Kapının önüne yetiştiğimde Anıl'da havadaki sineğe yetişmek istercesine mutfağın açık kapısından çöp kutusuna uçtu. Ayaz bununla yetinmeyip hızlı adımlarla mutfağa yöneldiğinde hızla Ayaz'ın önüne geçtim.

"Bütün vücudunu ağdalarım ama cımbızla tüylerini çekerim benim sinirimi bozma!" diye bağırdı Ayaz, Anıl'a bakarken bir yandan da beni önünden çekmeye çalışarak.

"Yenge kurtar beni! Popom çöp kutusuna sıkıştı kaçamıyorum da!"

"Senin götünü bırak çöp kutusunu, ızgara arasına sıkıştıracağım bekle sen!" diyip kollarımdan tuttuğu gibi beni kutuymuşum gibi kaldırdı ve uzağına bıraktıktan sonra hızlı adımlarla mutfağa yöneldi. Ben olduğum yerde şok olmuş bir şekilde Ayaz'a bakıyordum. Anıl ellerini havaya kaldırıp "Masal!" diye bağırdı. Omuz silktim.
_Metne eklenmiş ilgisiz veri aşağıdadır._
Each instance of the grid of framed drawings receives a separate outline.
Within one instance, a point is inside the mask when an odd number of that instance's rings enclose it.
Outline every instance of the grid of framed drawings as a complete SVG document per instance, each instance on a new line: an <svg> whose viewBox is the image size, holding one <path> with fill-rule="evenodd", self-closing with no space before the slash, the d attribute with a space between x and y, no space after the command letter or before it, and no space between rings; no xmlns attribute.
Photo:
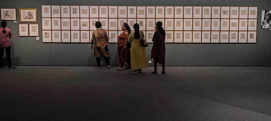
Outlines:
<svg viewBox="0 0 271 121"><path fill-rule="evenodd" d="M256 43L257 7L42 5L43 42L89 43L95 23L116 43L128 24L139 24L151 43L163 23L166 43Z"/></svg>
"O cnbc-e bense flash tv. Ne yapayım adamı nasıl durdurayım?"

Anıl benim dediğime gülecekmiş gibi oldu ama Ayaz yakasından tutup kaldırdığında gülmeye fırsatı olmamıştı. Poposunun sıkıştığı çöp kutusuda Anıl'la beraber kalkınca kahkaha attım. Ayaz gülmemek için dudaklarını birbirine bastırdıktan sonra Anıl'ı bıraktı.

"Vurasım gelmiyor ananı sikeyim." diyip kahkahalar atmaya başladı. Ondan önce gülmeye başlamış olan benim de gülüşlerim arttı ve birbirimize yaslandık.

Anıl poposunun hemen arkasındaki çöp kutusuyla ve çatık kaşlarıyla 'Alev bunu neden sevmiyor?' sorusuna cevap veriyordu.

"Tamam mısınız artık?" diyip kollarını beline yasladı. Ayaz Anıl'ı uçurmaya başlamadan önce tshirtü giydirmişti görünen o ki. "Çünkü burada bir popo kurtarma operasyonu yapmamız gerekiyor."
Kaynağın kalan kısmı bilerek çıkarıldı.